Laughter, smiles, joy… they are as contagious as a yawn… or as any other emotion. They can also turn a moment of fading sadness to beauty. It is a well-known phenomenon that depression can affect those living with someone suffering from it, in almost the same way as the cold virus will spread through a household. The negative emotions set up a downward spiral as, for instance, a partner closes him or herself off emotionally and a domino reaction sets in which affects the whole family as needs are not answered and individuals feel unable to communicate those needs for fear of setting off an even deeper reaction. Unconscious resentments, fear, fragility begin to dominate the minds and hearts of those concerned and it is a vicious cycle difficult to break.

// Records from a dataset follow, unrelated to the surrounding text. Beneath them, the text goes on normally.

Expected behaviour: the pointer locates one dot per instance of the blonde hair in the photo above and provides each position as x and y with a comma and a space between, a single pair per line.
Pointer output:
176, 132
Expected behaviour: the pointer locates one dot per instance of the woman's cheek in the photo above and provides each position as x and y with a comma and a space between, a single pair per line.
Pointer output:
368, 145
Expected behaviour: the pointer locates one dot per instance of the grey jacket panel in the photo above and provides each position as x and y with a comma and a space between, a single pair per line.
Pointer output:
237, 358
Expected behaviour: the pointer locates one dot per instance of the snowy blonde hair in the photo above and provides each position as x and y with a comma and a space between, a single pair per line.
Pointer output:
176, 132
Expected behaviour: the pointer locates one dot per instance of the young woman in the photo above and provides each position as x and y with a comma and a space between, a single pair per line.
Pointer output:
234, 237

In the same way a group of people coming together in an atmosphere of comfortable laughter will soon put others at ease and allow them to open up and be themselves. We saw this in action in April at the launch event in Derbyshire. We were a new School and this was our first major, public event as a School. To be fair, no-one knew what to expect.

Steve, Stuart and I had left a School we loved in order to follow the path we felt we had been given to tread. There was a certain nervousness when we began to publicise the Launch, wondering if anyone would come. Steve had run similar workshops before, notably the Alchemy series, I had taught in other ways… but the School was new and untried. We had only our vision to work with.

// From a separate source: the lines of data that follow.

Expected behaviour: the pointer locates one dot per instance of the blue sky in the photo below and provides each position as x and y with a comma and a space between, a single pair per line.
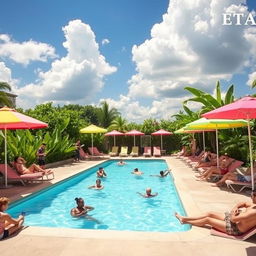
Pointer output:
143, 63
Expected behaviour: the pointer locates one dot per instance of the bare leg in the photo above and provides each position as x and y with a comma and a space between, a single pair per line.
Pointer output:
36, 168
227, 176
214, 171
214, 215
215, 223
206, 174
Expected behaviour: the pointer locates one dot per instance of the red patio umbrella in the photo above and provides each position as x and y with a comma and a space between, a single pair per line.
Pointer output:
10, 119
134, 133
162, 133
114, 133
244, 108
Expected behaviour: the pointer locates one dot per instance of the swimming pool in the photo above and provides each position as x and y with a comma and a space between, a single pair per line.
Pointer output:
117, 206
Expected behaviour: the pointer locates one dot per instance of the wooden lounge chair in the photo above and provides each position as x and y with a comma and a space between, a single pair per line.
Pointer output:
95, 152
242, 237
114, 151
147, 151
135, 151
156, 151
238, 186
12, 175
124, 151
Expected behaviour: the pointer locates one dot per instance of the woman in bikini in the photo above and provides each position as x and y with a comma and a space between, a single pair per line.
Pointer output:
19, 165
81, 208
222, 169
236, 222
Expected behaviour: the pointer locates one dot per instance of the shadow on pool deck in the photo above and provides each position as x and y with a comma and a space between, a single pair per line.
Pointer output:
196, 197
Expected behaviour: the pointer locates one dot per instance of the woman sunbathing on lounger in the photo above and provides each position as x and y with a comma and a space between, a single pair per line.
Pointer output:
222, 169
239, 220
19, 165
8, 225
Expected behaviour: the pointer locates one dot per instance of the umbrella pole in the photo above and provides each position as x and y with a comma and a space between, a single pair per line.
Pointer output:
250, 148
204, 140
92, 144
217, 148
5, 157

Gradually the bookings came in. We were delighted to see a group of people forming from all spiritual paths, from the Druidic and Shamanic to the Mystical… from traditional Western Mystery to those who follow a personal vision. This was what we had hoped for… this was about bringing our School to birth without barriers. Even more wonderful it was to see people flying thousands of intercontinental miles to attend! There was never any question of recruiting new students… that is not what a workshop is about. A workshop of this nature is a public opening and sharing… a simple and mutual exploration of concepts. Most of all we hoped people would come along and simply enjoy. We wanted it to be fun.

Photography by Matt Baldwin-Ives
Photograph by Matt Baldwin-Ives

The workshops begin late on Friday. At other workshops we have all attended it often takes until the next day before everyone settles and feels really comfortable. A few of us who got there early to set up had gathered in the pub next door. Gradually others filtered in… the laughter was infectious and by the time the whole company gathered to begin after tea, the atmosphere was simply buzzing and everyone seemed to have known each other for years, though few had ever met before. It was delightful and lasted the whole weekend!

I think you have only to read the posts written by some of those who joined us that weekend to hear an echo of that laughter…you can find links to some of their articles by clicking here.

It was an object lesson in how infectious joy can be. Perhaps it went further than that… maybe it was an object lesson in how we each, individually, define our own worlds. By meeting in joy and laughter we were able to create a world of fun and friendship for that weekend… a small pocket of light that lit us all from the inside out, sustaining friendships made there by planting them in fertile soil.

The School is now established with students across the globe… yet the sense of joyous adventure continues, born, I think, of the shared laughter of the launch weekend. .. the ‘infection’ continues, and long may it do so!

I have a feeling that these first moments of any relationship… with people, organisations, situations… colour how that association develops. The playful laughter that gave birth to the School has certainly coloured it for me and painted it golden … and those who joined us there and shared that moment will always have a very special place in my heart.